Tom Waits - 03

(Credits: Far Out / J.B. Mondino)

Tue 23 December 2025 19:00, UK

If a film is truly great, it will linger for a long time.

Sometimes, when I’m stuck with no signal on the tube or in the deep belly of a forest, I’ll conjure up the fantastical shapes of the shots in Stanley Kubrick’s The Shining, or the visual typography in Tarsem Singh’s The Fall, but a film can be invoked differently; rather than appeasing you, it can, quite frankly, scar you for life, and one knows this better than Tom Waits.

The American singer-songwriter loves film just as much as the next guy, and his experience with the cinema started when he was young, because Waits’s story sounds similar to my own: at seven years old, I spent an evening with a strange babysitter I’d never met before, who put the gaudy, grizzly Hot Fuzz on the television and allowed me to stay up way past my bedtime to see one of the characters impaled through the bottom of his jaw.

Waits’ experience isn’t too far from that, but rather than the comfy confines of a cluttered couch, his took place in a cinema, when at the tender age of nine, Waits admitted that he was already “looking for something, you know, [like when] you see a Fellini movie,” referencing Italian film director and screenwriter Federico Fellini, the man behind dazzling cinematic epics like La Dolce Vita and Amarcord, works that expanded the film industry beyond anyone’s wildest dreams.

But Fellini wasn’t the directorial mastermind behind the film that lingered uncomfortably with Waits, it was Sidney Lumet who directed the 1964 film, The Pawnbroker, which follows a Jewish pawnbroker who loses all faith in his religion and mankind after he was numbed by the experiences in a concentration camp during the Nazi reign.

It’s a film of sharp edges and harsh realities, which ends in profound tragedy that amalgamates the crushing legacy of trauma and guilt, and for a nine-year-old, that’s a hell of a lot to swallow.

Things got weirder for Waits, who was so discombobulated from the experience that he mistook the next screening for a pertinent follow-up to the classic.
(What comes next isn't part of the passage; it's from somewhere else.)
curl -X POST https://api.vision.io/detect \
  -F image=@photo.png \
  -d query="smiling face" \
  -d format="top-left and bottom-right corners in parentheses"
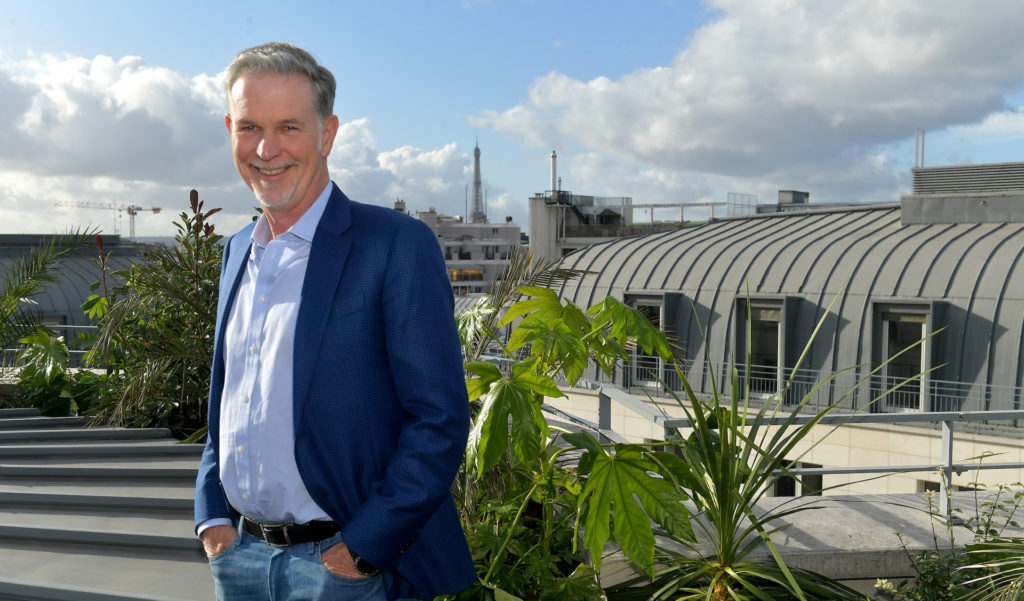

He admitted, “It was on the bill with – this is really weird – Mary Poppins.” Sure enough, Waits sat through both movies, one after the other, his brain in overdrive, trying to tease out what exactly the link between the two could be: “I thought it was a double bill, and these two films were being presented together. I think it scarred me.” Forget Barbenheimer, this is the real deal.

Mary Poppins, which was also initially released in 1964, at least has a much lighter tone than The Pawnbroker’s rumination on the darkness of the human psyche and the pitfalls of collective responsibility, because the umbrella-riding, happy-go-lucky nanny Mary Poppins who arrives to look after two mischievous children, teaches essential lessons of life through happiness, cheer, and a chimney sweep or two. I know which movie I’d rather watch, nine years old or otherwise.